Suppose a \(\mathbb {Z}\)-valued sequence f(n) is both p-shuffled and q-shuffled for two multiplicatively independent integers p and q. What can be said about f(n)? For instance, does f(n) satisfy a linear recurrence?

Another question comes from looking at closure properties. In Section 4.8 we showed that shuffled sequences are closed under ordinary products and under the ⋆  product. We now ask if shuffled sequences are closed under Cauchy products.

Question 4.9.2

Given integer-valued sequences f(n) and g(n) that are k-shuffled, is the Cauchy product of f(n) and g(n) also k-shuffled?

In Section 4.8 we showed that the set \(\mathcal {S}_k\) of k-shuffled sequences taking values in \(\mathbb {C}\) forms a \(\mathbb {C}\)-algebra under the ⋆  product.

Question 4.9.3

Can one find nice generating sets for the \(\mathbb {C}\)-algebra \((\mathcal {S}_k,+,\star )\)?

Question 4.9.4

Can one extend the notion of shuffled sequences to nonconstant length substitutions ? See, for example, Shallit [542] and Allouche, Scheicher, and Tichy [13].

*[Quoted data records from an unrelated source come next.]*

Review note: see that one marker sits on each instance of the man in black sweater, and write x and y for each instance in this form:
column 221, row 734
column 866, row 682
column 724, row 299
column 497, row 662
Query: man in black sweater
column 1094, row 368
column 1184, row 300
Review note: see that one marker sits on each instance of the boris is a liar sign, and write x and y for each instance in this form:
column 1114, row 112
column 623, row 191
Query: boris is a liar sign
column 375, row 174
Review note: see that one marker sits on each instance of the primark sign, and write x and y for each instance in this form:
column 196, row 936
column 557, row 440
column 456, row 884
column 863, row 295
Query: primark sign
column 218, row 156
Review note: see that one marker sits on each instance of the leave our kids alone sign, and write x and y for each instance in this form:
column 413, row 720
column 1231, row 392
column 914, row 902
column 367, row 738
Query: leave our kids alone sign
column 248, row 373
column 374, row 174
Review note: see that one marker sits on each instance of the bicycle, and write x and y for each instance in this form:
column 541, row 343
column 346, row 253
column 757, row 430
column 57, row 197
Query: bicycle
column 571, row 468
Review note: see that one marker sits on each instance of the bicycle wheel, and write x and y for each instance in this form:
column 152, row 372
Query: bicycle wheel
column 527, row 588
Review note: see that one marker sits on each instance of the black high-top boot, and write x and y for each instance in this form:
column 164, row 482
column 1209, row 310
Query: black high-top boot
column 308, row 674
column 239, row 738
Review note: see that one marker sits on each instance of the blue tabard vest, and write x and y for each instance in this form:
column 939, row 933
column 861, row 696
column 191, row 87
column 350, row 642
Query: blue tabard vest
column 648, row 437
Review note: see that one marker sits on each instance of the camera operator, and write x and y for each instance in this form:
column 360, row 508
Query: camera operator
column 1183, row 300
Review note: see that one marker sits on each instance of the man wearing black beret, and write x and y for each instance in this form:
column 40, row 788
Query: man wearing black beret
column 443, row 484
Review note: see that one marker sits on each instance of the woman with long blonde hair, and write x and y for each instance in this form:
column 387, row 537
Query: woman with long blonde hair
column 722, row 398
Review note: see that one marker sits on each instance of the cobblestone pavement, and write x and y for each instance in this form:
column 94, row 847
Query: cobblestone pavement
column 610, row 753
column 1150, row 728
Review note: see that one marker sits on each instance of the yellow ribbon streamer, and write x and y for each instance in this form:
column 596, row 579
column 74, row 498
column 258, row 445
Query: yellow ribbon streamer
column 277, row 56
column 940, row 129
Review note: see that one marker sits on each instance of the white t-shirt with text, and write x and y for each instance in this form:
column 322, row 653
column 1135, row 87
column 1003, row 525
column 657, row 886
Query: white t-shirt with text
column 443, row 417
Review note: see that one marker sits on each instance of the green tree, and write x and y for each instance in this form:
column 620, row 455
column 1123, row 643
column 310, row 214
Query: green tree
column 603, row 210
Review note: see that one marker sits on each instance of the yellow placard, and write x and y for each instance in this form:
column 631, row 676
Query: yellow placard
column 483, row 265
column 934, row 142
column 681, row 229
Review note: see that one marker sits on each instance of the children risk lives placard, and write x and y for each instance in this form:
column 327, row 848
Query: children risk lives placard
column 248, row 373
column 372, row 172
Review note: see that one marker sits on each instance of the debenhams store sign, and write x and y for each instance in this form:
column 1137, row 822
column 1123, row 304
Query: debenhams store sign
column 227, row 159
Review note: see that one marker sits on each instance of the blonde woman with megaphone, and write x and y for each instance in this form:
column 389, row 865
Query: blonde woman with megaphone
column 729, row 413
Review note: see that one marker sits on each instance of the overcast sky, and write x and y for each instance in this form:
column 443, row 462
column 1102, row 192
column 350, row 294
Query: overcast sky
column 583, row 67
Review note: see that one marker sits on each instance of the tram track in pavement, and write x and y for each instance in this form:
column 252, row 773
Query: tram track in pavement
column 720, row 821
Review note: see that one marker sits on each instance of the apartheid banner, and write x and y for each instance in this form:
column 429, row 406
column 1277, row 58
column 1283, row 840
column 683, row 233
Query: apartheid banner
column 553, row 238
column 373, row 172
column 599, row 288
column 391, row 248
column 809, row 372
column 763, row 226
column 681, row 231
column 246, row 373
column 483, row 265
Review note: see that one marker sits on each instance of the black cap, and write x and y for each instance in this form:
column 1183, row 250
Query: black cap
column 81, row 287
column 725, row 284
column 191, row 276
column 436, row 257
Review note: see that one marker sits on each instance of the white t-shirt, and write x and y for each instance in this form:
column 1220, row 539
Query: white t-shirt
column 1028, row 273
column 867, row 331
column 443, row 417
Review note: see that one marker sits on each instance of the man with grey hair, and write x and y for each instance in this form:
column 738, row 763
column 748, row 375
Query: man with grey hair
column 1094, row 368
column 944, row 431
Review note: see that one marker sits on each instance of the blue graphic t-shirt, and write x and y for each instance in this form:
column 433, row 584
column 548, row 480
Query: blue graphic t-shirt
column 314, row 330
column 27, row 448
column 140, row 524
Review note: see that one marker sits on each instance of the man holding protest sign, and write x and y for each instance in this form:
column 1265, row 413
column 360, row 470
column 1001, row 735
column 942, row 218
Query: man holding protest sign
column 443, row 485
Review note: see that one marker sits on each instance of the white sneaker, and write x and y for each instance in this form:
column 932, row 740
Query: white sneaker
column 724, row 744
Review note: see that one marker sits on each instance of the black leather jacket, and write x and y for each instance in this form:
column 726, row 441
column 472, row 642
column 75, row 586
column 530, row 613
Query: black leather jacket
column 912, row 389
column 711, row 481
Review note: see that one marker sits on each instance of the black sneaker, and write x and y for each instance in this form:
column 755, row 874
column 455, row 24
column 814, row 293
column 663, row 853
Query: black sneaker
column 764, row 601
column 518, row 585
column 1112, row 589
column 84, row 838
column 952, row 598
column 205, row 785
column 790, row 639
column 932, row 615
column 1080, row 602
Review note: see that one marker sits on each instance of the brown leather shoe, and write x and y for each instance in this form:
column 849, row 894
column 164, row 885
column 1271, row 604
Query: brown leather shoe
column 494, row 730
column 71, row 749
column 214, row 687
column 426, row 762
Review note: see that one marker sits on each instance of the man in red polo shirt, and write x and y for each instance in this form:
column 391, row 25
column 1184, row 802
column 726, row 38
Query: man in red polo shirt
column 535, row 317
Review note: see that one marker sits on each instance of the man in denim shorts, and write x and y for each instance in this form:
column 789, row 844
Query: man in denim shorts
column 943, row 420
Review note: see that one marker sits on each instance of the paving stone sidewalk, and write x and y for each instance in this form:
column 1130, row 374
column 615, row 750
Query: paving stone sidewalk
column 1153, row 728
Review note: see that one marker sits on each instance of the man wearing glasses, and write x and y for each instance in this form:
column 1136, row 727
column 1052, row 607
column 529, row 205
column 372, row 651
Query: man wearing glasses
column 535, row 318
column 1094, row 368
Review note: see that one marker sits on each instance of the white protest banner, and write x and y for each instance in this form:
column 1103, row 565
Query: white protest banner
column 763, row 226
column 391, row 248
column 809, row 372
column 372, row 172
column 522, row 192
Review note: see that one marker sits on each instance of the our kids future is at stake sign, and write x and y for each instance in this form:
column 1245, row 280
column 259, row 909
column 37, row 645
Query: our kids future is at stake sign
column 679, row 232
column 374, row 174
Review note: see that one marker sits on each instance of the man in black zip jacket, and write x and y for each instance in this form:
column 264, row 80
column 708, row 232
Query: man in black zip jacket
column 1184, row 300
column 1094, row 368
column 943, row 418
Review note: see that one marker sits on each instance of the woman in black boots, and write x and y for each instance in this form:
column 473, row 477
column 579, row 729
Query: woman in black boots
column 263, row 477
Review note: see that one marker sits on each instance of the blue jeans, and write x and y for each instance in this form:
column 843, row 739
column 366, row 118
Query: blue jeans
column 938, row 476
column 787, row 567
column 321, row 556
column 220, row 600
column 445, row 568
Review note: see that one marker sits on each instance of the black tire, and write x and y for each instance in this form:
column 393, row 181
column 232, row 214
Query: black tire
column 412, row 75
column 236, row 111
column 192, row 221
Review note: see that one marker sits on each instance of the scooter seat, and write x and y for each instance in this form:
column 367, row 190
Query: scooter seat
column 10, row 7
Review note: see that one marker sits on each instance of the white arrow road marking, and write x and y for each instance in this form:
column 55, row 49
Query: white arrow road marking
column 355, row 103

Two final questions we pose come from the nim sum and nim product. In Section 4.7 we studied sequences defined using the nim sum and the nim product. In each example, we showed that the power property failed to hold. We did not show, however, that the shuffle property fails to hold.

Question 4.9.5

Let ⊕ and ⊗ denote, respectively, the nim sum and the nim product. Is the sequence {m ⊗ m} a 2-shuffled sequence? If f(n) and g(n) are 2-shuffled sequences, is f(n) ⊕ g(n) also a 2-shuffled sequence?

Question 4.9.6

Does {2ⁿ ⊕ 3ⁿ} satisfy a linear recurrence? We note that this is related to Mahler’s study of Z-numbers [406].

We note that throughout we have been looking at sequences taking values in a field or occasionally in an abelian group. In fact, we can work more generally by using a commutative ring C and look at sequences taking values in a C-module. Allouche and Shallit [16] define the more general notion of a (C, k)-regular sequence. We note that since Shirshov’s height theorem is over a more general base ring C, all the results in this paper which relate to k-regular sequences have analogues in this more general context of (C, k)-regular sequences.